Design and Construction of Solar Panel Cleaner

Abstract

This study presents an experimental evaluation of a motorized cleaning system designed to enhance the efficiency of Photovoltaic (PV) solar panels by removing surface dust and contaminants. The system comprises a mechanical unit that traverses the panel's length, driven by a coordinated arrangement of motors, gears, and belts. Its operation is controlled by a timing mechanism that ensures synchronized back-and-forth motion of a dry-cleaning brush. The primary objective is to assess the system's effectiveness in improving panel output, energy efficiency, and operational reliability. Five experimental runs were conducted on a dust-covered solar panel under stable environmental conditions. Key performance indicators included cleaning duration, energy consumed by the system, and solar output before and after cleaning.
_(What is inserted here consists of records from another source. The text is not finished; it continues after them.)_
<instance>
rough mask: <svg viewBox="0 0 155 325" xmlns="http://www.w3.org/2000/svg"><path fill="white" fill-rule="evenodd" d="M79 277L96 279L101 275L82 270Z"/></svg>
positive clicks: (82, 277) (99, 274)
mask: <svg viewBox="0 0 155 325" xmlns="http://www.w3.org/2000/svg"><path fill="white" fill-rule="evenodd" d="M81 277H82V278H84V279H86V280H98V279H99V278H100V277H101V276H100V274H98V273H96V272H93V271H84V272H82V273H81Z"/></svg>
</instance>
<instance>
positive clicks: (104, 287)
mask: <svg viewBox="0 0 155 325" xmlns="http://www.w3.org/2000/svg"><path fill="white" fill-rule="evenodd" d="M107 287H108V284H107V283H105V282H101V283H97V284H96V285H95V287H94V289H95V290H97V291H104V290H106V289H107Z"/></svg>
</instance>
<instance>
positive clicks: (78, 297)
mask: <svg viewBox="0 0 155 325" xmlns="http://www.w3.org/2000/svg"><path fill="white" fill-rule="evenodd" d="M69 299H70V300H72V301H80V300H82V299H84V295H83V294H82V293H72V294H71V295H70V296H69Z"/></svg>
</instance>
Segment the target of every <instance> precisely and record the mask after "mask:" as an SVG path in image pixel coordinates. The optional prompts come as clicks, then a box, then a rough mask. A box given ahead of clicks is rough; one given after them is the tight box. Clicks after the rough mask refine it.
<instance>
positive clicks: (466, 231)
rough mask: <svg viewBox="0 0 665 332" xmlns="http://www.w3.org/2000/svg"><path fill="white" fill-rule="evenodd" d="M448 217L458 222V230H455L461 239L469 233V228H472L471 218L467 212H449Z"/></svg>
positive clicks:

Results show an average cleaning time of 60.4 seconds per cycle and an energy consumption of 2.1 Wh. The panel's power output increased from an average of 180 W before cleaning to 200 W after cleaning, marking an approximate 11% efficiency gain. This improvement significantly exceeded the operational energy cost, confirming the system's high energy efficiency. The gear- and belt-driven mechanism enabled consistent and uniform brush movement, ensuring effective cleaning while minimizing the risk of surface abrasion. Its dry-cleaning approach makes it particularly suitable for arid regions where water use is limited or impractical. The system demonstrated reliable and repeatable performance across all test runs. In conclusion, the motorized cleaning system offers a practical and energy-efficient solution for maintaining solar panel performance. It is cost-effective, autonomous, and well-suited for integration into larger PV installations. Further research is recommended to evaluate its long-term durability, adaptability to different panel configurations, and potential integration with smart monitoring and control technologies.